Unité de Virologie Médicale, Unité d'Hygiène Hospitalière et Service des Maladies Infectieuses, Hôpital Robert Debré, Centre Hospitalo-Universitaire de Reims, and IFR-53/EA-3798, Faculté de Médecine de Reims, Reims,1 Unité de Virologie Médicale et Service d'Immunologie Clinique, Hôpital Européen Georges Pompidou,2 Centre Médical de l'Institut Pasteur, Paris, France3
Received 22 February 2005/ Returned for modification 25 April 2005/ Accepted 19 May 2005
Using commercially available herpes simplex virus (HSV) type-specific serological diagnostic tests, HSV type 2 (HSV-2) antibody prevalence was assessed in two parallel prospective studies including 534 human immunodeficiency virus type 1 (HIV-1)-infected outpatients living in two areas of northern France.
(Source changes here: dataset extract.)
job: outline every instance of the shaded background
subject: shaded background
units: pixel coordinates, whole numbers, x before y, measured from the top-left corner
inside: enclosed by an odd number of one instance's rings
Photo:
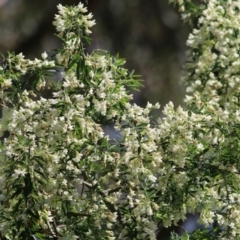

In the first cohort of 434 subjects, 223 (51%) individuals demonstrated a positive HSV-2 serological status while 66 (66%) of 100 subjects in the second cohort were seropositive for HSV-2 (51 versus 66%; P = 0.08). Among the 223 HSV-2-seropositive subjects identified in the first study cohort, only 22 (10%) had suffered from recurrent anogenital lesions during the past 12 months while 154 (69%) had no clinical history of herpesvirus infection. Our findings demonstrate high proportions of subclinical and undiagnosed HSV-2 infection in HIV-1-infected individuals and suggest that HSV type-specific serological testing in the French HIV-1-infected subpopulation could be an efficient strategy to diagnose clinically asymptomatic HSV-2 infections.